I have used this technique to not only successfully get alternate terms to rank for a site but also to build the PR (PageRank) of archived pages whose content was otherwise only indexed as part of “category” pages or monthly archives. Here is a short sequence that shows the internal link structure of a hypothetically typical blog under normal conditions (i.e., not deep-linking)
Please note the following:
- The purple node marked “hp” is the home page.
- The blue nodes represent “/page/n” types of pages that you find in blog platforms such as WordPress.

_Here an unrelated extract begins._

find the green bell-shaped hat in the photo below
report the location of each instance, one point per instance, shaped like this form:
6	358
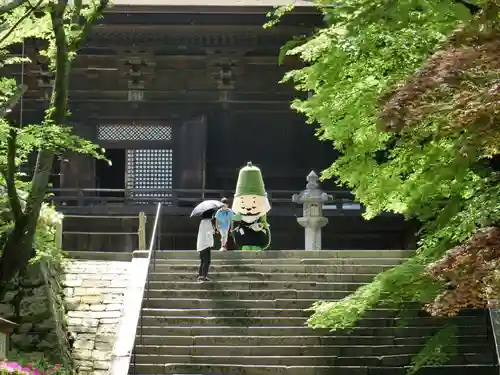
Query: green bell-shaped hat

Thus, the node-link structures above do not apply to all blogs.
- The green nodes represent article pages (as opposed to the non-chronological “pages” found in WordPress).
- In frames 4-9, posts A-F actually link to the home page. These links are not shown to reduce clutter.
- Posts A-I may or may not interlink with each other. If they do, it’s likely because of a “recent posts” blog.
- Pages p2-p3 may or may not have a link to each from the home page.
- Page p1 in this example is actually a clone of the home page, and is used for convenience. Depending on how a blog is configured, p1 may either (a) be the same as the home page; (b) may not exist; (c) may exist but serve the functionality of a “page 2”.
- Each page p1-p3 and the home page only display three posts maximum, purely for convenience of diagramming.
- The concepts here can be extrapolated to other blog platforms to a degree.
The nodes in the animated sequence are minimally “connected” and thus article pages are less likely to be indexed. The content itself gets indexed, but usually as part of “/page/1”, “/page/2”, or “category” or monthly archive pages. These are all transient pages, so even though the content is indexed, it may be difficult to find the real page in a search engine. I find this happens to me regularly even on PR6 sites, even if I use very specific search phrases with double quotes. But once I deep-link, the archived page gets indexed sooner, and the page rank rise – though probably due to several factors, not just deep-linking alone.
Suffice it to say that even if you disagree with me and believe your blog pages are not technically “invisible” and will eventually get linked under normal circumstances, you should still build deep-links to your archived pages.